The first step in identifying disinformation buried amongst this massive ebb and flow of data is to create repositories into which large subsets of the data can be herded and interrogated. Most data, however, is often unstructured—the string of characters in a text post is, from a data perspective, nearly perfectly random. So, the most logical data repository is one that allows for a wide range of data types, such as the “data lakes” concept. As data is herded into these repositories, uniform characteristics must be identified and tagged to make it easier to query. This begins with the metadata of each unique piece of data, such as the “date/time/stamp” of a photo, but must also include more qualitative characteristics, such as the “tone” of a text message.

This latter effort is where most efforts by the defense community to bound data fall short. Codifying qualitative traits is inexact, messy, and unscientific, and as such often ignored. Thus, when analysts attempt to understand whether a disinformation campaign has impacted “hearts and minds,” they remain blind to these critical data characteristics, relying instead on simple algorithmic tools. One such tool is counting the number of reposts or positive affirmations (“likes”) a given piece of data received over a period of time.

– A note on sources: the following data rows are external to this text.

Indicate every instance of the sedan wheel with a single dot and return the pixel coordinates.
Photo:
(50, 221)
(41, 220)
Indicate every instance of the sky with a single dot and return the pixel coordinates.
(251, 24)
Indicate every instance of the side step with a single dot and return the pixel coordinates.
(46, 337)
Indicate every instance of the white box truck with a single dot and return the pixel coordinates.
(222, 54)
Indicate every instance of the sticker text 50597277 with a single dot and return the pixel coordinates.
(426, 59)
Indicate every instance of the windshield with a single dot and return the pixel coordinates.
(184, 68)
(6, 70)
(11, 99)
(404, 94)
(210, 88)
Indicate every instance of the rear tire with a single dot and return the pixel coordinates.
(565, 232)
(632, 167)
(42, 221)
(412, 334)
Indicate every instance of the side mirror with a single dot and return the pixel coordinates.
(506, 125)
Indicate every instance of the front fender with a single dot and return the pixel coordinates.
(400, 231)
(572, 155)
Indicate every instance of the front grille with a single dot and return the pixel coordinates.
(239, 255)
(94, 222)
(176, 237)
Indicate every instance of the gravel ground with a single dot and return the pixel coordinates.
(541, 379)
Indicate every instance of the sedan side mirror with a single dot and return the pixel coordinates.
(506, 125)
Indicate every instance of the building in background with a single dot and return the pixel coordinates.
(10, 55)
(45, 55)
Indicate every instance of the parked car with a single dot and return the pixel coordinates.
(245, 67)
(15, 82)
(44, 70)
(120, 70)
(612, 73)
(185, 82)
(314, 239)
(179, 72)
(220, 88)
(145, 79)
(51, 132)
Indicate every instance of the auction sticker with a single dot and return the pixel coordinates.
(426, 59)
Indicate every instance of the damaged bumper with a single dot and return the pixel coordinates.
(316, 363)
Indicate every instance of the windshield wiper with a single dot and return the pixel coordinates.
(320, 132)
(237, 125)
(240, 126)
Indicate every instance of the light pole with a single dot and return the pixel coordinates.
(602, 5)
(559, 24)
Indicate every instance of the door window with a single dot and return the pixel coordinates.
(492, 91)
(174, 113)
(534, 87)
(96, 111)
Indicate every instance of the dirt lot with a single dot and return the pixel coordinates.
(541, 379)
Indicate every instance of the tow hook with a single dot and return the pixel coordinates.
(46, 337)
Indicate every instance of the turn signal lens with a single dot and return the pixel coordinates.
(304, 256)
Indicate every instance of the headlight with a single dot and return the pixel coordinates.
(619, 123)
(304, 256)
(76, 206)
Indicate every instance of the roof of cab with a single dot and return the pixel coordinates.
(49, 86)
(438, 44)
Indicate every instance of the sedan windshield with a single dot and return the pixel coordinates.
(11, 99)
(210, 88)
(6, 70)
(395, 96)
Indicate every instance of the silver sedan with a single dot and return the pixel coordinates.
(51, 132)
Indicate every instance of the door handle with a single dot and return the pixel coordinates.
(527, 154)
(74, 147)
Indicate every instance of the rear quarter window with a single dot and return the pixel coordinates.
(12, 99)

Archetypes are helpful in removing this limitation. Defense analysts should take a page from the playbooks of marketing and consumer behavior practitioners, who have used trial and error to produce commonly accepted “user sentiment” scores based on nuanced variables, including descriptor words in text posts (adjectives, adverbs), keyword combinations, and even sophisticated algorithms such as velocity scores correlating the timing and pacing of posts with emotions.

Isolating a large sampling of data from a popular social media platform like Facebook, ingesting it into a repository in a manner that allows for querying across a spectrum of characteristics—including qualitative ones—and then examining the behavior of known disinformation data within it will provide a comprehensive understanding of the disinformation’s impact.

It is not at all clear that even the most heavily orchestrated disinformation campaigns have ever meaningfully moved the dial on intended audience behavior. Given that the world’s largest and most sophisticated corporations spend hundreds of millions of dollars on social media campaigns to influence consumer behavior by even the tiniest of margins, one suspects that most, if not all, the “covert campaigns” splashed across news headlines are much ado about nothing.